Art. 26. Os escriptos particulares de compra e venda, ou doação, nos casos em que por direito são aptos para transferir o dominio de bens de raiz, se considerão legitimos, se o pagamento do respectivo imposto tiver sido verificado antes da publicação deste Regulamento: no caso porêm de que o pagamento se tenha realisado depois dessa data, não dispensarão a legitimação, se as terras transferidas houverem sido adquiridas por posse, e o que as transferir tiver sido o seu primeiro occupante.

Outra situação bastante comum, conforme relatam os registros paroquiais em Goiás, era a de o desbravador e primeiro possuidor falecer e se formalizar na sentença de seu inventário a aquisição da posse pelos herdeiros.
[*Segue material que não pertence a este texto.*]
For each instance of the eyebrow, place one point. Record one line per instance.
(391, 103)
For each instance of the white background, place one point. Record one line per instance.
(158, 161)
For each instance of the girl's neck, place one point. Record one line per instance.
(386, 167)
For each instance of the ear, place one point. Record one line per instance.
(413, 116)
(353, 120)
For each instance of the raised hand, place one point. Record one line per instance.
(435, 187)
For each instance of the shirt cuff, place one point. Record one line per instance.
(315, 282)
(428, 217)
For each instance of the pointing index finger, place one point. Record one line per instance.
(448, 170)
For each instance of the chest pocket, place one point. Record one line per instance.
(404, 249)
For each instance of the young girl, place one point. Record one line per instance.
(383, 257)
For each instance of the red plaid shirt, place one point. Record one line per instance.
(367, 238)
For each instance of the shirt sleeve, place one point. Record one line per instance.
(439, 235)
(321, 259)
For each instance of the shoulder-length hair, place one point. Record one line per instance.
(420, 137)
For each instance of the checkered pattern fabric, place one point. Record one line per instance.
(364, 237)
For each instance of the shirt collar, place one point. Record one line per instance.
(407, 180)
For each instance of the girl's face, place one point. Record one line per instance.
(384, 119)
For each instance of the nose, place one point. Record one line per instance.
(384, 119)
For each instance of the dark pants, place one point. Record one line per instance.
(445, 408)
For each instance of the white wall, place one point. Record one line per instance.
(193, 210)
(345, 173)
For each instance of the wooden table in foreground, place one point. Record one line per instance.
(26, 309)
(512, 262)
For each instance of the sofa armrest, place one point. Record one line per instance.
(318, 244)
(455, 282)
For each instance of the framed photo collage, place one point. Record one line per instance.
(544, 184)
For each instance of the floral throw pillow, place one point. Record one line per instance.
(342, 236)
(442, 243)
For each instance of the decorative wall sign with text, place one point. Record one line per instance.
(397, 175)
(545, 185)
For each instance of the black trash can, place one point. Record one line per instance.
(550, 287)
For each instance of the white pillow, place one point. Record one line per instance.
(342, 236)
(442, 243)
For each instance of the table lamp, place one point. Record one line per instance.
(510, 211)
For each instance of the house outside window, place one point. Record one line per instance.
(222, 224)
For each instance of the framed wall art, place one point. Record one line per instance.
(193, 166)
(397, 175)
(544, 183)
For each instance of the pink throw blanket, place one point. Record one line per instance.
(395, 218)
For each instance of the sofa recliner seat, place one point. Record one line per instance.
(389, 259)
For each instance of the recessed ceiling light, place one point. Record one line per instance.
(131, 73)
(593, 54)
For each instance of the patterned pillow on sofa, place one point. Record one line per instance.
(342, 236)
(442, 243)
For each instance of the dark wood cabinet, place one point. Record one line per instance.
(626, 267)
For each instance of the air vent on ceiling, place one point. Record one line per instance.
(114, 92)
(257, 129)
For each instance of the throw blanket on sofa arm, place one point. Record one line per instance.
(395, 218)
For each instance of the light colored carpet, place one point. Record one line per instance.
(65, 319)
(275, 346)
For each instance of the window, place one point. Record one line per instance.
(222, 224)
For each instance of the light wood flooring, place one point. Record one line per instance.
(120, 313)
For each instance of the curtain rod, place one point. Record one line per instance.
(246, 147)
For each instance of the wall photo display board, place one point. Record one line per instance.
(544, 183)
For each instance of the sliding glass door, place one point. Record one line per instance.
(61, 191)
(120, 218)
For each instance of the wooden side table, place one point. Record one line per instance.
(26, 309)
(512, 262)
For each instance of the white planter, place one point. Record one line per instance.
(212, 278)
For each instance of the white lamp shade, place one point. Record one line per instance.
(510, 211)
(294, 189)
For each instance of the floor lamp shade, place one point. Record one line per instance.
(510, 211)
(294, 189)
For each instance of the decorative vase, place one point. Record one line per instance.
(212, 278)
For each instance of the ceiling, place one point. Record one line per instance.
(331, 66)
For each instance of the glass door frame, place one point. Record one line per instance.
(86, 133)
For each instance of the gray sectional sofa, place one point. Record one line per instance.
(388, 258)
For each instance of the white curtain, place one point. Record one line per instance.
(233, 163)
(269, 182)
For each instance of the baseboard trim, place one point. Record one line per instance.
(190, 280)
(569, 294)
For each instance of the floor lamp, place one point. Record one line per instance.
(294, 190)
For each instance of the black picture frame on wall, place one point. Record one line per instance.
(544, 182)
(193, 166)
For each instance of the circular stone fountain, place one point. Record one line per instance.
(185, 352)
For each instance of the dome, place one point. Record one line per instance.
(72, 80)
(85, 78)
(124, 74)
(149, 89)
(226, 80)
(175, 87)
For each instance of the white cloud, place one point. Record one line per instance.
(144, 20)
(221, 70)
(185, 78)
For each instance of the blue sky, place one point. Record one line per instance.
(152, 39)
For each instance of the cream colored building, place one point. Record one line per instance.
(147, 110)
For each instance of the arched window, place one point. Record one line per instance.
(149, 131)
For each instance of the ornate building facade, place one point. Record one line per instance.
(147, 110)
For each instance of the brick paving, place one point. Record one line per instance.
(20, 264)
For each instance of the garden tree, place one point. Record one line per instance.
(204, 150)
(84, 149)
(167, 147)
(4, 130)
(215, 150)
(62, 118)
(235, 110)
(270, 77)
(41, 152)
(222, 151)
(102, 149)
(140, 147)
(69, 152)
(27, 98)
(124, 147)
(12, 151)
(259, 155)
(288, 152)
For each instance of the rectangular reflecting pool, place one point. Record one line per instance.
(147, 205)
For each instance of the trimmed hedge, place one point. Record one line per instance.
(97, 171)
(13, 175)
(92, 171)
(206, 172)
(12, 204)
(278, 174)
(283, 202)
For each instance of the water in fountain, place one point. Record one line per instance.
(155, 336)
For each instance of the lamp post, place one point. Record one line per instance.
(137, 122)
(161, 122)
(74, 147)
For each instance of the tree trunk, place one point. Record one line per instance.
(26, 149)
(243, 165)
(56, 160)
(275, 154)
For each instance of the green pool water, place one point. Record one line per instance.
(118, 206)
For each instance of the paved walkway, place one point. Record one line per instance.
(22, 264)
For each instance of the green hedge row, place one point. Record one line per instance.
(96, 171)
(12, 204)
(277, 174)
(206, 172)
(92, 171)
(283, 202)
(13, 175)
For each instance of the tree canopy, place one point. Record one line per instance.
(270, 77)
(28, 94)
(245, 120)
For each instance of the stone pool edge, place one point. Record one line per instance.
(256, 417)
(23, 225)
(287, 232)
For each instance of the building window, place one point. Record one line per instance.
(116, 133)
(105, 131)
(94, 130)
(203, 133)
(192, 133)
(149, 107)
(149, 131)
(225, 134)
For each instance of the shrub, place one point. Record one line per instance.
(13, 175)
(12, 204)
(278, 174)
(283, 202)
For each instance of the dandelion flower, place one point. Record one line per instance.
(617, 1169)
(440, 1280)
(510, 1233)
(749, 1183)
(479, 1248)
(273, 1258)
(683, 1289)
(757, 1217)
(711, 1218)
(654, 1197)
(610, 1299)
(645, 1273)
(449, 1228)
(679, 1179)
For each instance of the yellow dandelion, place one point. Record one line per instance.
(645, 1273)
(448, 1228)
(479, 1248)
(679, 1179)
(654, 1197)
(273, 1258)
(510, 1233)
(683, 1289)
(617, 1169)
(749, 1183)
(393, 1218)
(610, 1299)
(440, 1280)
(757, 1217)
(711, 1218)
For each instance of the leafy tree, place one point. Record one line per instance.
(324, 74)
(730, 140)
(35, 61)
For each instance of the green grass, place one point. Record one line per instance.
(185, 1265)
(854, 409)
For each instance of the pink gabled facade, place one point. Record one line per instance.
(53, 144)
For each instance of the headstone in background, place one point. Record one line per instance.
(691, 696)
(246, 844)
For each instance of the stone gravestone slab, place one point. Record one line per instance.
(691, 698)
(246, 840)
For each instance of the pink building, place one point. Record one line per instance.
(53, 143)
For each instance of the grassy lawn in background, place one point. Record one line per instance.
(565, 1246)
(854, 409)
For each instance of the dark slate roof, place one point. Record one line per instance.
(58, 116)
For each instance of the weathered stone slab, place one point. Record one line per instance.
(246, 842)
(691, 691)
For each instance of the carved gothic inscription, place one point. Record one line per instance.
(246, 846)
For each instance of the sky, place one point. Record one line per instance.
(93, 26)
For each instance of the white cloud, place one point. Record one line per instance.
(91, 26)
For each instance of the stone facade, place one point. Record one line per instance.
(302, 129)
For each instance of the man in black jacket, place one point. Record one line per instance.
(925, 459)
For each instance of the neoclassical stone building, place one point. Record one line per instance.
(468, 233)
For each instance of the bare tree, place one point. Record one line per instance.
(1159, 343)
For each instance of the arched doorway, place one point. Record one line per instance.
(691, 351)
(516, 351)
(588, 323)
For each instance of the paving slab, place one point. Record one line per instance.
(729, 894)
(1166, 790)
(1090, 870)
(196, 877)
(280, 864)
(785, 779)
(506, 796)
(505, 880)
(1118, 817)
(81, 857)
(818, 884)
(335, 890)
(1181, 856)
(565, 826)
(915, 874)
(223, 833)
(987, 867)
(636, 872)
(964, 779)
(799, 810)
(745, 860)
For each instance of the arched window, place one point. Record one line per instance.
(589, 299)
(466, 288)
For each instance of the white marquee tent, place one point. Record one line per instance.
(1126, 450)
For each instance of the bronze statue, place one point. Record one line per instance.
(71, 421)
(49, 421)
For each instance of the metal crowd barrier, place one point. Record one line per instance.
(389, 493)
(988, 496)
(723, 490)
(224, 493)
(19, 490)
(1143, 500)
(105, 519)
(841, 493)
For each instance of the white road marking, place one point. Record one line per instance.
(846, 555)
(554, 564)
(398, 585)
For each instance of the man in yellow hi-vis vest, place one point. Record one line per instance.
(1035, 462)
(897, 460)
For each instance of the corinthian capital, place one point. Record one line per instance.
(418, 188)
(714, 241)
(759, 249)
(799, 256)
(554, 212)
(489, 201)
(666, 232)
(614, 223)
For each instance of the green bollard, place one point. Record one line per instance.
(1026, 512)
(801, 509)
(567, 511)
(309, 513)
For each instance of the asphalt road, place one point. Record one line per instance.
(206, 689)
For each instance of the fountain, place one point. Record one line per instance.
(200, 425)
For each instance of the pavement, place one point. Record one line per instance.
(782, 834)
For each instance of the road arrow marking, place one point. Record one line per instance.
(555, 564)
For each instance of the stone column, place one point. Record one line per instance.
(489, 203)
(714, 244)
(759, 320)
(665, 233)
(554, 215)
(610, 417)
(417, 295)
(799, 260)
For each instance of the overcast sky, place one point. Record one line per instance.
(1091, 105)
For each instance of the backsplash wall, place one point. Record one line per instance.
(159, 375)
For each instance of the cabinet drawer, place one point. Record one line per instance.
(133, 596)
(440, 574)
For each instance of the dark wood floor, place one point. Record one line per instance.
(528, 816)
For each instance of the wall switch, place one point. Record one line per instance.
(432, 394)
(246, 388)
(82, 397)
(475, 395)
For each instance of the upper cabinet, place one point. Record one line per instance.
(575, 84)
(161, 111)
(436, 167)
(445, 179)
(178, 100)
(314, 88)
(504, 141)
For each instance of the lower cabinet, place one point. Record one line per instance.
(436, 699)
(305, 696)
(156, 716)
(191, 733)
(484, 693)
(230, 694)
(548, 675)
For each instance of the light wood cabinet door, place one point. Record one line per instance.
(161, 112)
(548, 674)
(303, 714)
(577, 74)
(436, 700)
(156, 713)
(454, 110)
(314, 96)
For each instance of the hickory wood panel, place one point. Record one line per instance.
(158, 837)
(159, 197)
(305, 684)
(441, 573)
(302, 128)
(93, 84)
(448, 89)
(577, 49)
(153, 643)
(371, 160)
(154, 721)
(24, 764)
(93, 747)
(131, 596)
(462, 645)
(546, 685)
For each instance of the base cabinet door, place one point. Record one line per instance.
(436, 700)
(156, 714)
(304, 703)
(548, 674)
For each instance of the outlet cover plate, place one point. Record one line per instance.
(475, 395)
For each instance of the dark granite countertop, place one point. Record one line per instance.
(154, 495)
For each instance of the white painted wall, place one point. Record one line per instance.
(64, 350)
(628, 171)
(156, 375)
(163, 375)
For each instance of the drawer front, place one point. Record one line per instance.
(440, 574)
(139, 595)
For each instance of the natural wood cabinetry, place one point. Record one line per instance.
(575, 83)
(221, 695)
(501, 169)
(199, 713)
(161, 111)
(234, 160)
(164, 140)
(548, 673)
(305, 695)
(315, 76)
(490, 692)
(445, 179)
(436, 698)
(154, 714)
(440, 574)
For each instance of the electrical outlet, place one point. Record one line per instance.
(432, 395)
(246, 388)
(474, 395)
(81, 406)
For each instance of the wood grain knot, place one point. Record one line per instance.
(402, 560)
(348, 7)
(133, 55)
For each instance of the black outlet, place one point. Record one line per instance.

Tais sentenças foram igualmente alçadas à categoria de títulos legítimos de aquisição de domínio pelos art. 3º, § 2º, da Lei de Terras e art. 22 do Regulamento. 1

As expressões “ocupante” e “ocupação” serão empregadas, deste ponto em diante do trabalho, sem o sentido técnicojurídico relacionado ao instituto da ocupação, previsto nos arts. 592 e 593 do Código Civil de 1916 e no art. 1.263 do Código Civil de 2002.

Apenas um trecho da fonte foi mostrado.